Sarah Morrison, Andrew Buncombe
When Mitu Khurana found out she was pregnant with twins, she should have been overcome with joy. But, she says, her discovery marked the start of a cruel campaign by her husband and in-laws during which she was ignored, deprived of food, verbally and physically abused and pressured to abort her babies – because they were girls.
The 36-year-old doctor is believed to be the first woman in Delhi, India, to bring a criminal case against her husband, his mother and brother, and members of the medical establishment for finding out the sex of her unborn twins – an act that is banned in India. But her complaint is also being described as one of “grave national importance” that involves the doctor leading a nationwide struggle for gender equality.
India officially condemns the practice of female foeticide, and prenatal scanning to determine a baby’s sex has been banned for almost two decades. But the government’s own figures, as well as Dr Khurana’s high-profile allegation, suggest the practice has not been stamped out.
Overall, there are around 940 females for every 1,000 males in India, according to the most recent census. The disparity is even more striking when you look at the child sex ratio, which has widened in the past decade. There are around 914 girls to every 1,000 boys, the lowest ratio since 1947, the year of India’s independence. In some high-income areas, such as Delhi, the gap is even wider. In 2011, there were around 870 girls to every 1,000 boys in thecity.
Experts put the decline in the number of females down to neglect, high maternal mortality and the killing of female babies and foetuses – a trend thought in part to be motivated by India’s historical dowry system, as well as a strong preference for sons and increased use of sex-selective technology. UN Women said the “dramatic fall” in the sex ratio at birth is of “significant concern” for India.
Dr Khurana says her husband, Kamal, and his family tricked her into having a prenatal scan to determine the sex of her foetuses in 2005 and then tried to pressurise her into aborting them. All family members deny the accusations and have been granted bail. They will appear before a district court, with a representative of Jaipur Golden Hospital, where the scan is alleged to have taken place, later this month.
Two doctors named in the complaint have appealed to the High Court and proceedings against them have been stayed, according to Dr Khurana’s lawyer, Sujatha Balachander, from one of India’s top law firms, which is taking on the case free of charge.
Dr Khurana told The Independent on Sunday that the abuse she suffered during her pregnancy included being pushed down the stairs by her husband, locked in a room and denied medication and bed-rest. “They said I should have an abortion because I was an educated woman and would not want a third child… [which would mean] no son to carry on the family name. They also said they would have to pay a dowry to get the daughters married,” she said.
After lodging her complaint, Dr Khurana left her husband. She said giving birth to her daughters made everything worthwhile. “It has made me stronger and more confident. My parents and my daughters are my inspiration and strength,” she said. “Things are changing. Women are coming forward. They are speaking out against abuse, but a lot needs to be done. The system is still patriarchal and wants to suppress any voice of women. Many times, I still get blamed for what happened.”
Dr Khurana filed her complaint under India’s Pre-Conception and Pre-Natal Diagnostic Techniques Act, which bans prenatal sex determination. Anyone found guilty is liable to up to three years in prison and a fine. But the conviction rate under the Act lags at about 6 per cent.
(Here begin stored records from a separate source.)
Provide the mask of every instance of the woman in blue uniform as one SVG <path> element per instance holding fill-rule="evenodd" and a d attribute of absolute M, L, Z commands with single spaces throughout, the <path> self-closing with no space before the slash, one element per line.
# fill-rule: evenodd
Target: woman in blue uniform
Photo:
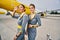
<path fill-rule="evenodd" d="M 21 14 L 20 16 L 15 15 L 15 11 L 19 9 Z M 9 15 L 10 13 L 8 13 Z M 24 40 L 25 35 L 25 27 L 28 23 L 28 15 L 25 13 L 25 6 L 23 4 L 20 4 L 18 7 L 14 8 L 13 14 L 10 14 L 13 18 L 18 19 L 18 32 L 14 37 L 14 40 Z"/>
<path fill-rule="evenodd" d="M 36 28 L 41 26 L 40 15 L 35 12 L 35 5 L 29 5 L 31 14 L 29 15 L 28 22 L 28 40 L 35 40 L 36 38 Z M 37 24 L 38 23 L 38 24 Z"/>

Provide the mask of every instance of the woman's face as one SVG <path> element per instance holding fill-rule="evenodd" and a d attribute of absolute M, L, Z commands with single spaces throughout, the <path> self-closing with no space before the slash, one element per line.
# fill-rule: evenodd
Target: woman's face
<path fill-rule="evenodd" d="M 29 6 L 30 12 L 33 13 L 35 11 L 35 8 L 33 6 Z"/>
<path fill-rule="evenodd" d="M 19 10 L 20 10 L 21 13 L 24 12 L 24 8 L 23 8 L 22 5 L 19 6 Z"/>

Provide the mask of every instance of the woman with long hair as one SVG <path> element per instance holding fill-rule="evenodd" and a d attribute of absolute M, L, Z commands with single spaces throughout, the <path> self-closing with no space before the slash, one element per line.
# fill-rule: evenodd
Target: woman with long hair
<path fill-rule="evenodd" d="M 18 33 L 16 34 L 16 40 L 24 40 L 25 27 L 26 24 L 28 23 L 28 15 L 25 13 L 25 6 L 23 4 L 20 4 L 18 8 L 21 14 L 20 17 L 18 18 Z"/>
<path fill-rule="evenodd" d="M 20 11 L 20 15 L 16 16 L 15 12 L 16 10 Z M 14 40 L 24 40 L 24 35 L 25 35 L 25 27 L 28 23 L 28 15 L 25 13 L 25 6 L 23 4 L 20 4 L 19 6 L 15 7 L 13 10 L 13 14 L 8 13 L 8 15 L 11 15 L 13 18 L 18 19 L 18 28 L 17 28 L 17 34 L 14 36 Z"/>
<path fill-rule="evenodd" d="M 35 5 L 30 4 L 30 15 L 29 15 L 29 22 L 28 22 L 28 40 L 35 40 L 36 38 L 36 28 L 41 26 L 40 15 L 35 12 Z M 37 24 L 38 23 L 38 24 Z"/>

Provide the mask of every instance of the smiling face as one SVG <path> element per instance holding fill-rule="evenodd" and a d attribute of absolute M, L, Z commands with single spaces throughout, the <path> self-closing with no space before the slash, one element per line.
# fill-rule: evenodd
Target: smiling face
<path fill-rule="evenodd" d="M 30 6 L 30 12 L 33 13 L 35 11 L 33 6 Z"/>
<path fill-rule="evenodd" d="M 34 4 L 30 4 L 29 8 L 30 8 L 31 13 L 35 12 L 35 5 Z"/>
<path fill-rule="evenodd" d="M 25 11 L 25 7 L 24 7 L 24 5 L 19 5 L 19 10 L 20 10 L 20 12 L 22 13 L 22 12 L 24 12 Z"/>

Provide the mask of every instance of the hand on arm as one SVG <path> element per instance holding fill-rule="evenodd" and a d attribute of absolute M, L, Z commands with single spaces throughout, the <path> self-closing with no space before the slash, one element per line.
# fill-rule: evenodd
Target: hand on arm
<path fill-rule="evenodd" d="M 18 32 L 17 34 L 16 34 L 16 37 L 18 37 L 19 35 L 21 35 L 22 34 L 22 32 Z"/>
<path fill-rule="evenodd" d="M 38 25 L 31 25 L 31 24 L 29 24 L 29 28 L 36 28 L 36 27 L 38 27 Z"/>
<path fill-rule="evenodd" d="M 14 40 L 16 40 L 17 37 L 19 37 L 19 35 L 21 35 L 21 32 L 18 32 L 18 33 L 14 36 Z"/>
Sushma Kapoor from UN Women’s Office for India said: “The small number of cases brought to court is [due to] the lack of a cultural shift in the preference for sons.” She added: “Existing patriarchal values and mindsets compound the problem.”
Ms Balachander added that she blamed the dowry system, which she said is “pretty much plaguing society as far as the girl child is concerned”. She added that Dr Khurana has also issued a complaint of dowry harassment against her husband and her mother-in-law, which the state is also processing.
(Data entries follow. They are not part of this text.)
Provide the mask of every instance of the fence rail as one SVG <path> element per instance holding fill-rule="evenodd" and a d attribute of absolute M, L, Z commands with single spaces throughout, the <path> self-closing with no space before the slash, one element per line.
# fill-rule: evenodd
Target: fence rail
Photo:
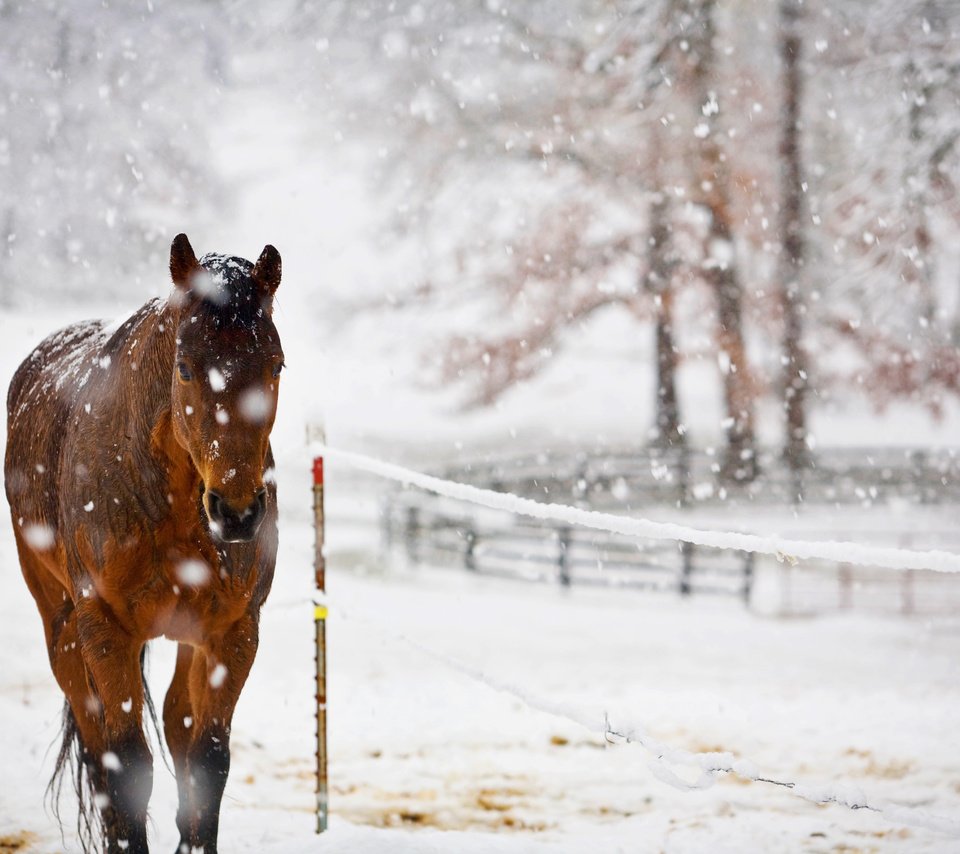
<path fill-rule="evenodd" d="M 460 566 L 483 575 L 570 585 L 721 593 L 749 600 L 754 556 L 690 543 L 637 542 L 550 522 L 474 518 L 443 501 L 395 492 L 382 513 L 384 547 L 412 564 Z"/>
<path fill-rule="evenodd" d="M 433 478 L 428 475 L 423 475 L 422 473 L 412 471 L 410 469 L 403 469 L 399 466 L 393 465 L 391 463 L 386 463 L 381 460 L 376 460 L 371 457 L 366 457 L 361 454 L 350 451 L 342 451 L 336 448 L 329 448 L 322 441 L 316 443 L 316 449 L 318 453 L 327 453 L 332 454 L 335 458 L 339 458 L 341 461 L 351 463 L 357 468 L 361 468 L 370 472 L 376 472 L 383 477 L 387 477 L 393 480 L 396 480 L 404 484 L 417 484 L 421 489 L 432 491 L 435 495 L 441 496 L 445 495 L 448 498 L 455 498 L 458 501 L 467 501 L 473 502 L 476 505 L 481 507 L 496 507 L 500 512 L 505 508 L 505 503 L 512 506 L 512 512 L 514 515 L 525 514 L 533 518 L 540 519 L 541 522 L 544 521 L 544 516 L 541 515 L 539 510 L 534 511 L 531 506 L 533 502 L 526 501 L 521 496 L 511 495 L 495 495 L 489 491 L 478 490 L 475 487 L 465 486 L 462 483 L 454 482 L 443 482 L 438 481 L 436 478 Z M 320 472 L 322 474 L 322 460 L 320 462 Z M 314 471 L 317 471 L 316 462 Z M 503 499 L 509 498 L 511 500 L 504 502 Z M 437 499 L 441 500 L 441 499 Z M 601 528 L 605 531 L 623 531 L 623 527 L 611 527 L 614 522 L 633 522 L 633 521 L 642 521 L 642 520 L 625 520 L 623 518 L 617 519 L 614 516 L 606 516 L 605 524 L 606 528 L 598 525 L 598 520 L 594 517 L 602 514 L 593 514 L 591 516 L 588 513 L 584 513 L 582 510 L 577 510 L 570 507 L 561 507 L 558 505 L 552 505 L 551 507 L 545 508 L 548 511 L 552 511 L 552 517 L 554 519 L 564 519 L 565 517 L 569 518 L 571 516 L 577 516 L 578 524 L 585 525 L 591 529 Z M 394 518 L 394 504 L 391 502 L 387 508 L 387 512 L 384 513 L 384 518 L 386 520 L 392 520 Z M 323 541 L 322 536 L 322 512 L 319 515 L 318 524 L 318 554 L 321 553 L 322 549 L 319 544 Z M 405 514 L 405 534 L 407 532 L 421 531 L 424 529 L 422 525 L 422 519 L 420 518 L 420 509 L 416 505 L 409 505 L 407 507 L 407 512 Z M 441 524 L 442 521 L 442 524 Z M 463 546 L 462 549 L 456 547 L 453 551 L 459 556 L 462 554 L 464 559 L 464 564 L 467 569 L 476 570 L 477 569 L 477 552 L 478 552 L 478 533 L 476 527 L 465 526 L 467 522 L 473 522 L 474 517 L 466 516 L 461 513 L 459 516 L 453 516 L 452 514 L 446 518 L 438 517 L 438 524 L 435 526 L 437 531 L 455 531 L 460 536 L 462 533 Z M 645 523 L 649 525 L 650 523 Z M 528 527 L 529 527 L 528 523 Z M 543 529 L 543 525 L 533 526 Z M 632 527 L 632 526 L 631 526 Z M 569 538 L 572 525 L 569 522 L 564 523 L 563 527 L 555 528 L 554 532 L 557 536 L 557 565 L 560 571 L 560 577 L 563 578 L 563 572 L 569 571 L 569 568 L 572 564 L 571 555 L 573 552 L 573 542 Z M 681 528 L 679 526 L 673 526 L 672 534 L 676 536 L 679 532 L 686 532 L 686 537 L 691 537 L 694 535 L 700 536 L 703 532 L 697 532 L 690 528 Z M 659 531 L 657 535 L 651 535 L 648 531 L 646 536 L 651 536 L 654 542 L 662 542 L 663 534 L 665 531 Z M 387 538 L 387 544 L 392 544 L 392 539 L 394 537 L 395 531 L 391 523 L 385 524 L 384 534 Z M 730 536 L 729 533 L 727 536 Z M 679 538 L 681 541 L 681 547 L 690 547 L 692 544 Z M 758 538 L 754 537 L 754 540 Z M 785 543 L 786 541 L 780 541 Z M 404 543 L 407 548 L 414 550 L 414 556 L 416 557 L 416 549 L 418 548 L 418 537 L 405 538 Z M 540 539 L 542 545 L 543 539 Z M 434 546 L 435 543 L 431 543 L 431 546 Z M 854 543 L 810 543 L 809 546 L 816 546 L 817 550 L 820 551 L 821 555 L 823 554 L 823 547 L 842 547 L 841 551 L 845 552 L 849 556 L 849 560 L 852 562 L 859 562 L 861 566 L 870 565 L 867 562 L 863 561 L 863 555 L 866 553 L 872 553 L 874 559 L 878 552 L 884 552 L 884 550 L 873 549 L 872 552 L 868 548 L 859 548 Z M 720 543 L 714 543 L 714 546 L 721 546 Z M 594 545 L 596 548 L 596 545 Z M 769 554 L 768 549 L 770 548 L 769 544 L 764 543 L 754 543 L 751 547 L 746 545 L 741 545 L 738 547 L 739 551 L 744 551 L 748 554 L 753 554 L 754 552 Z M 725 550 L 722 546 L 721 551 Z M 631 553 L 629 549 L 626 550 L 628 553 Z M 730 549 L 732 551 L 732 549 Z M 897 550 L 885 550 L 885 558 L 891 559 L 893 557 L 892 552 Z M 832 553 L 832 552 L 831 552 Z M 947 554 L 947 553 L 937 553 L 937 552 L 911 552 L 907 550 L 899 550 L 897 555 L 905 563 L 899 564 L 899 566 L 909 565 L 909 562 L 922 560 L 922 566 L 925 566 L 929 571 L 931 569 L 932 563 L 939 564 L 939 570 L 937 572 L 928 572 L 927 574 L 939 575 L 942 579 L 950 579 L 956 581 L 960 578 L 960 567 L 956 565 L 957 555 Z M 936 560 L 935 560 L 936 558 Z M 752 563 L 751 563 L 752 572 Z M 892 564 L 891 564 L 892 566 Z M 848 565 L 848 569 L 850 569 Z M 747 569 L 744 570 L 745 574 Z M 950 574 L 953 573 L 953 574 Z M 890 577 L 889 569 L 883 573 L 884 576 Z M 906 574 L 903 575 L 910 584 L 913 584 L 913 579 L 917 576 L 918 570 L 912 569 L 907 570 Z M 683 587 L 680 587 L 681 592 L 683 592 Z M 747 588 L 749 592 L 749 587 Z M 326 607 L 322 608 L 324 614 L 326 613 Z M 566 718 L 567 720 L 576 723 L 580 726 L 583 726 L 587 729 L 594 730 L 596 729 L 595 722 L 591 721 L 588 718 L 585 718 L 581 713 L 577 713 L 573 710 L 568 710 L 558 705 L 556 702 L 549 700 L 543 700 L 532 696 L 528 691 L 518 688 L 518 686 L 508 684 L 506 682 L 500 681 L 489 674 L 484 673 L 481 670 L 472 668 L 459 662 L 449 655 L 431 649 L 419 644 L 410 638 L 399 635 L 397 636 L 399 640 L 405 641 L 412 646 L 419 649 L 421 652 L 435 658 L 438 661 L 445 663 L 451 668 L 461 672 L 462 674 L 475 679 L 478 682 L 481 682 L 488 687 L 504 692 L 515 699 L 522 702 L 524 705 L 536 709 L 545 714 Z M 319 641 L 318 641 L 318 650 L 319 650 Z M 320 709 L 320 695 L 318 693 L 318 712 Z M 811 801 L 817 804 L 839 804 L 841 806 L 847 807 L 852 810 L 870 810 L 876 812 L 880 815 L 883 815 L 890 821 L 899 822 L 903 824 L 909 824 L 914 827 L 926 828 L 929 830 L 934 830 L 940 833 L 949 834 L 953 837 L 960 837 L 960 822 L 953 816 L 944 816 L 928 812 L 926 809 L 918 809 L 912 805 L 901 805 L 898 803 L 891 803 L 889 801 L 882 801 L 877 799 L 867 798 L 864 793 L 860 790 L 859 787 L 850 787 L 843 786 L 840 784 L 834 784 L 829 786 L 817 785 L 811 786 L 805 783 L 801 783 L 795 780 L 788 780 L 781 778 L 776 775 L 771 775 L 766 772 L 761 772 L 758 767 L 745 759 L 738 759 L 735 755 L 729 752 L 718 752 L 718 751 L 708 751 L 693 753 L 687 750 L 673 748 L 668 745 L 662 744 L 652 737 L 650 737 L 646 732 L 646 727 L 640 723 L 634 723 L 632 725 L 620 725 L 616 728 L 611 724 L 609 718 L 604 716 L 602 728 L 599 730 L 602 732 L 605 738 L 608 740 L 615 739 L 617 741 L 623 741 L 626 743 L 633 743 L 639 745 L 640 747 L 647 750 L 652 757 L 651 768 L 654 771 L 655 776 L 663 782 L 666 782 L 670 785 L 676 786 L 677 788 L 683 791 L 692 791 L 694 789 L 703 789 L 709 785 L 712 785 L 717 779 L 722 775 L 732 775 L 738 777 L 742 780 L 762 783 L 766 785 L 778 786 L 791 794 L 803 798 L 805 800 Z M 697 768 L 700 771 L 700 777 L 694 782 L 688 782 L 687 780 L 681 778 L 673 770 L 674 766 L 687 766 Z M 319 805 L 318 800 L 318 805 Z M 320 827 L 321 825 L 318 825 Z"/>
<path fill-rule="evenodd" d="M 731 485 L 706 451 L 664 452 L 638 449 L 602 454 L 535 454 L 517 458 L 465 462 L 440 472 L 446 480 L 468 482 L 497 492 L 541 501 L 570 500 L 584 509 L 611 505 L 634 507 L 716 506 L 825 508 L 905 504 L 960 504 L 960 461 L 954 450 L 827 449 L 804 475 L 802 489 L 773 454 L 761 456 L 761 476 L 750 484 Z M 478 511 L 422 490 L 397 489 L 382 510 L 384 545 L 402 548 L 413 564 L 457 566 L 469 572 L 569 585 L 596 585 L 674 591 L 680 595 L 722 594 L 750 602 L 757 566 L 754 555 L 735 549 L 701 548 L 686 542 L 638 540 L 636 537 L 581 529 L 548 520 L 524 520 L 509 513 Z M 885 530 L 885 536 L 892 533 Z M 910 539 L 909 531 L 902 532 Z M 960 532 L 937 532 L 945 545 L 960 545 Z M 903 540 L 900 537 L 900 540 Z M 902 542 L 900 543 L 903 544 Z M 808 565 L 805 562 L 805 565 Z M 836 580 L 839 607 L 853 602 L 860 572 L 841 561 L 815 561 L 811 567 Z M 783 584 L 797 585 L 785 567 Z M 910 613 L 925 601 L 924 585 L 950 587 L 953 579 L 930 579 L 929 573 L 890 578 Z M 876 582 L 864 575 L 872 586 Z M 784 596 L 803 603 L 802 590 Z M 796 605 L 795 605 L 796 606 Z"/>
Dr Kamal Khurana, an orthopaedic surgeon, has denied the charges. He said: “These allegations are false. She is trying to ruin me and my career. I don’t know why she is making these allegations. There was no demand for dowry, there was no physical abuse.” He referred to a report from the chief district medical officer, which concluded that “there was no direct and/or circumstantial evidence of sex determination” at Jaipur Golden Hospital. Dr Kiran Chawla, the head of quality control at the hospital, said: “This is a very respectable hospital. No such tests are done and anyone making such claims is wrong.”
Mitu Khurana disputes the report’s findings. “I have to fight to hand over a better world and better society for my daughters,” she said.